Forming a U.S. entity
MI almost always advises starting with a U.S. entity. There are many reasons behind this, but the banking issues experienced by Company C are one of them. If Company C only had an online store selling directly to customers, the PayPal solution could have worked on a more long-term basis. American consumers are used to these transactions with the rise of Amazon and other popular eCommerce websites. But businesses still rely heavily on checks, as Company C expierenced firsthand.
To truly grow in the U.S. market and address customer pain points, MI advised Company C to reconsider and form a U.S. entity. Recognizing the necessity, Company C followed MI’s advice. They found a distributor that really stood behind their product and went into business with them, forming a new U.S. entity. This path not only allowed them to open a U.S. bank account and offer more flexible payment options to their customers, but it also gave them a wealth of experience within their industry to really succeed in the U.S.
MI assisted as the new U.S. entity was formed, introducing Company C to additional service providers in the Charlotte area who work closely with other German companies. Having service providers fluent in German helped the German owners feel confident they were making the right decisions moving forward.
As Company C graduated from the IBI program, it was clear they were on the path to great success in the U.S. market!
Final Thoughts Regarding Payment Issues
This company’s banking roadblock underscores a broader rule: your payment infrastructure must fit the commercial culture of your distribution channel. Had the company’s sights stayed purely B2C—selling online to individual customers—a PayPal linked, credit-card-only checkout might have worked for years. American consumers are quite comfortable with online pre-payment credit card transactions due to the popularity of Amazon and other eCommerce websites.
B2B, however, still plays by older rules. In 2021, the norm in this sector was still paper checks and net-30 terms—standards a PayPal-only setup simply could not satisfy at the time. Today, digital ACH platforms such as GoCardless are rapidly redefining these norms, but adoption remains uneven across sectors and many U.S. companies lag far behind European banking practices. Foreign companies often arrive expecting the same practices in their home market to match what they find here in the U.S., only to learn otherwise. Even when modern solutions exist, companies cannot force their clients to adopt them—unless they’re willing to walk away from customers who won’t comply, which is rarely an option in the early stages of U.S. market entry.
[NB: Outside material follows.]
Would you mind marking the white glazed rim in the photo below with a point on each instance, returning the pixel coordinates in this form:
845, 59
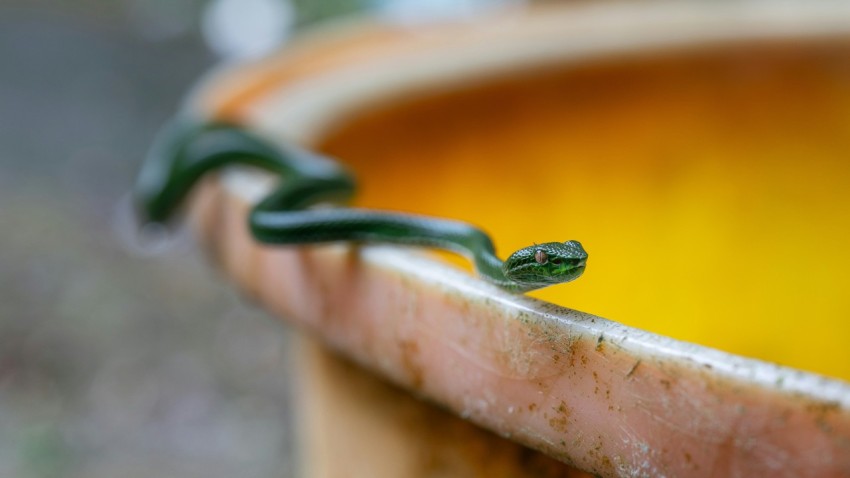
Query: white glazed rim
302, 111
Five years on, MI still supports clients whose B2B customers refuse to pay for ACH capabilities, insisting on paying via paper checks. The takeaway is clear: whenever your payment system diverges from prevailing U.S. practice, customer friction is inevitable. Align infrastructure with the realities of your channel—or be prepared to watch hard-won interest stall at the finish line.
Key Learnings
While forming a U.S. entity isn’t necessary for every company right out of the gate, this story illustrates operational realities can make it a critical step. In this case, the tipping point may seem simple—offering payment terms and accepting paper checks—but it underscores something deeper: the importance of understanding local expectations and staying flexible as business conditions evolve.
Fortunately, the company was able to confirm demand with their early branch model and PayPal workaround, and then use that early traction to propel towards real growth in establishing a new U.S. entity. MI was proud to support the transition. But the payment friction their customers experienced could have easily derailed the company’s entry into the U.S. market.
To avoid potentially costly delays and missteps and position your business for success, it pays to listen to your experienced and trusted advisors.